Tidak ada yang akan bertahan lama, terutama manusia.
Cowo bertubuh semampai itu keluar dari kamar kosnya yang masih terlihat berantakan, mengunci pintu kamarnya, dan berjalan beberapa meter untuk sampai di depan sebuah rumah minimalis cantik yang terletak tepat di samping lingkungan kossan dua lantai tersebut.
"Assalamualaikum," ujar Arloka sembari menekan bel rumah yang warnanya sudah tidak putih lagi termakan usia.
"Bu, Loka masuk ya," teriak cowo itu sembari mendorong pintu utama rumah tersebut.
Arloka nyengir ketika wanita paruh baya yang sedang membawa spatula berbahan aluminium itu keluar dari dalam rumah.
"Rion bilang udah izin ke Ibu kalau saya boleh pinjem mobil."

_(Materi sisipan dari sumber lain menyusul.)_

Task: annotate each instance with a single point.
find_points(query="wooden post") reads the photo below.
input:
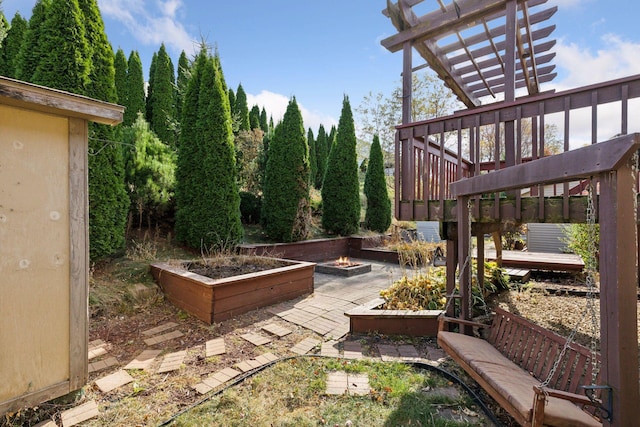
(618, 287)
(464, 264)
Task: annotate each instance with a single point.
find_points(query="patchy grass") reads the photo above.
(291, 393)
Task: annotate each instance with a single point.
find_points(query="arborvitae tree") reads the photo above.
(207, 199)
(313, 164)
(286, 208)
(120, 64)
(65, 56)
(242, 108)
(135, 101)
(341, 188)
(108, 199)
(322, 154)
(150, 86)
(150, 171)
(11, 46)
(254, 117)
(378, 215)
(264, 125)
(30, 49)
(181, 82)
(163, 99)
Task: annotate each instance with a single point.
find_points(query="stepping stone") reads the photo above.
(216, 380)
(79, 414)
(388, 352)
(305, 346)
(162, 338)
(279, 331)
(159, 329)
(113, 381)
(96, 348)
(339, 383)
(215, 347)
(330, 349)
(352, 350)
(256, 339)
(408, 352)
(172, 361)
(102, 364)
(144, 359)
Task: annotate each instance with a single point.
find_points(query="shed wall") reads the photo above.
(34, 251)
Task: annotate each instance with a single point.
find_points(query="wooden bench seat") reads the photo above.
(505, 366)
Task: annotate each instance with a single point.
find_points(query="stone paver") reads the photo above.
(216, 380)
(256, 339)
(144, 359)
(352, 350)
(330, 349)
(341, 382)
(305, 346)
(113, 381)
(160, 328)
(215, 347)
(277, 330)
(172, 361)
(162, 338)
(388, 352)
(79, 414)
(102, 364)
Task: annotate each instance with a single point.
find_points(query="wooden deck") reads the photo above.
(538, 260)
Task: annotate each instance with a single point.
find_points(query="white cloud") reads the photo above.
(149, 24)
(275, 105)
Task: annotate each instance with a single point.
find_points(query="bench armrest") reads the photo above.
(442, 320)
(541, 394)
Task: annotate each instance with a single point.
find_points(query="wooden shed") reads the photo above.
(44, 257)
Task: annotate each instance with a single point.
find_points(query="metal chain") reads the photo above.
(591, 269)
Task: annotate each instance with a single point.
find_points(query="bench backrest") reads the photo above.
(536, 349)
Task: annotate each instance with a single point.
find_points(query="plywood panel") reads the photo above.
(34, 251)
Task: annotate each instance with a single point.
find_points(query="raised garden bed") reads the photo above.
(215, 300)
(371, 318)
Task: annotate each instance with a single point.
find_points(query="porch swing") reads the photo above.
(536, 375)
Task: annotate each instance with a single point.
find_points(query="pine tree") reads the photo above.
(163, 99)
(378, 214)
(135, 90)
(208, 203)
(11, 46)
(120, 64)
(108, 199)
(313, 164)
(254, 117)
(286, 211)
(242, 109)
(65, 57)
(151, 84)
(321, 157)
(341, 188)
(181, 83)
(30, 50)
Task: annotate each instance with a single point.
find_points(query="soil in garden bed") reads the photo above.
(229, 268)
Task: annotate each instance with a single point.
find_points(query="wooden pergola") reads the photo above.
(482, 48)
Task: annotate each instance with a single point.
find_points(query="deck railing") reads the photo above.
(432, 154)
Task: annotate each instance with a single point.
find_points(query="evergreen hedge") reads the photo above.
(378, 214)
(341, 187)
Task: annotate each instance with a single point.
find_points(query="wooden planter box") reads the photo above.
(215, 300)
(370, 318)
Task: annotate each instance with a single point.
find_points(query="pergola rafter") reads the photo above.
(470, 64)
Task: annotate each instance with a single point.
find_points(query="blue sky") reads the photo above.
(320, 50)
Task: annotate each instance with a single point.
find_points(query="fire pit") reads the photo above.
(343, 267)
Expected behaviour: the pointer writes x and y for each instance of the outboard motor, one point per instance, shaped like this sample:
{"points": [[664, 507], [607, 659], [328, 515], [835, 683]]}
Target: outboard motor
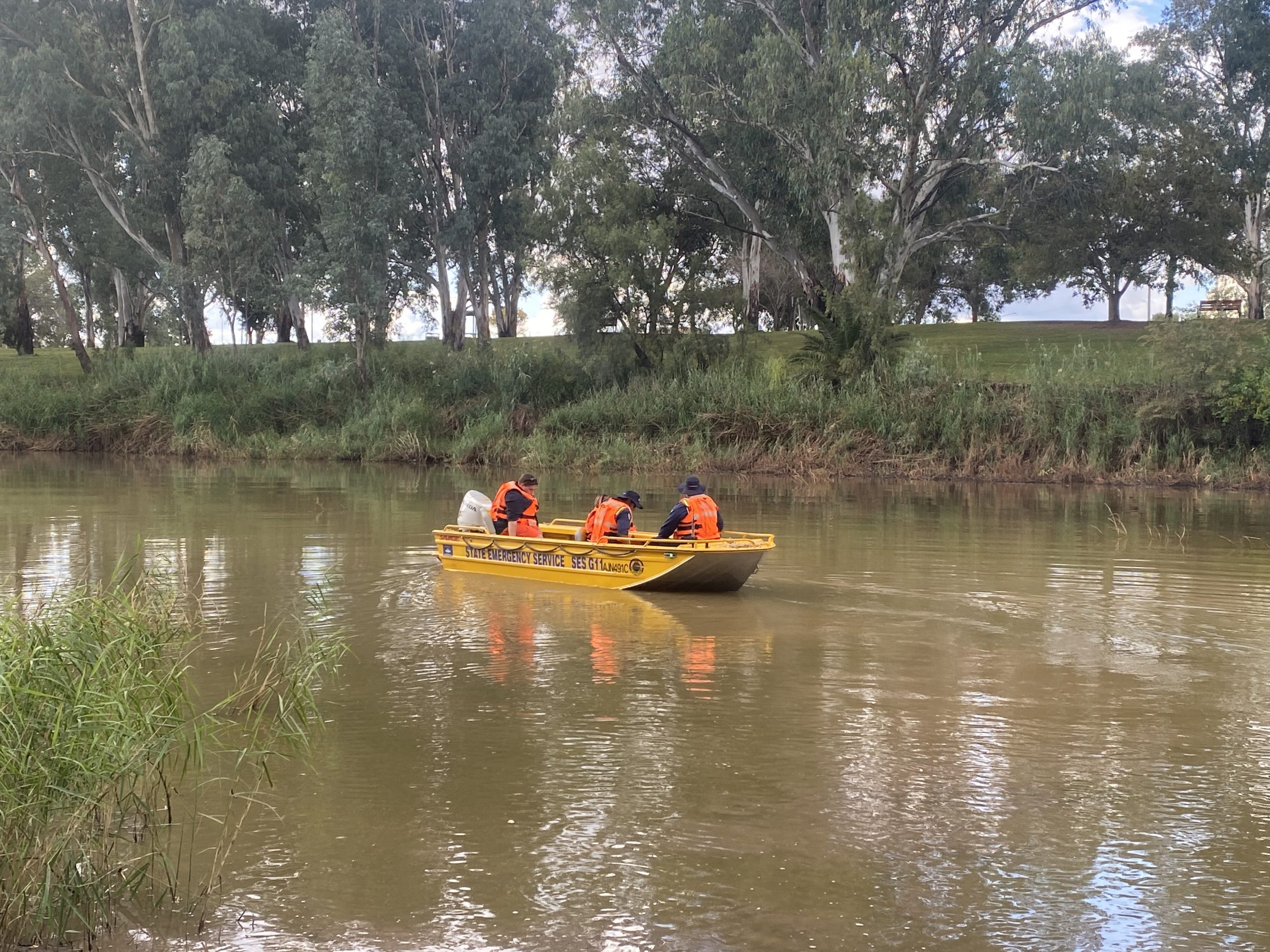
{"points": [[475, 512]]}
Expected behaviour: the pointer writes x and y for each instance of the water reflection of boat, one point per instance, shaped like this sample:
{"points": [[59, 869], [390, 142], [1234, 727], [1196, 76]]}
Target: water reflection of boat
{"points": [[620, 630], [640, 563]]}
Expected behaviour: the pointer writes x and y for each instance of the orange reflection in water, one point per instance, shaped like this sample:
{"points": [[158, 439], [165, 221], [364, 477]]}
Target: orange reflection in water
{"points": [[604, 655], [515, 649], [699, 665]]}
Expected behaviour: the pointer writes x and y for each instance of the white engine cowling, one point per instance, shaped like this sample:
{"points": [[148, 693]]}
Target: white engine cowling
{"points": [[474, 512]]}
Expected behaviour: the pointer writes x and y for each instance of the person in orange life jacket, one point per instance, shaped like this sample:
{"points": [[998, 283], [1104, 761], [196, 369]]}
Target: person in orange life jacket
{"points": [[516, 508], [613, 517], [695, 517]]}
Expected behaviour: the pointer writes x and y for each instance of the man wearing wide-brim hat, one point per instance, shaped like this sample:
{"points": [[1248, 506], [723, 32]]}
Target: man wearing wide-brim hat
{"points": [[695, 517], [613, 517]]}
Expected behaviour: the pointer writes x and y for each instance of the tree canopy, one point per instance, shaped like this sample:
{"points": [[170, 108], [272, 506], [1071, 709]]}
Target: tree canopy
{"points": [[661, 167]]}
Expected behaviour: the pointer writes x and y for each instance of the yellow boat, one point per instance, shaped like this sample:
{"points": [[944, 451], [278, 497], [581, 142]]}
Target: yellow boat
{"points": [[640, 563]]}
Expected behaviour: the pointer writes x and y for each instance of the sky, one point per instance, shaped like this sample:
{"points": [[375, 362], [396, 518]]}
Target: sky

Tuti, Ibu kos sekaligus Ibu dari teman dekatnya di kampus, Arion, terlihat mencari sesuatu di dalam kantung celemek bergambar Donal Bebek nya.
Kunci mobil sudah tergantung di jari Bu Tuti, Arloka mulai mendekat dan membuka sepatu pantofel hitamnya untuk menginjak lantai rumah.
"Kamu yakin bisa bawa mobil? Belum punya SIM kan?" tanya Bu Tuti sangsi.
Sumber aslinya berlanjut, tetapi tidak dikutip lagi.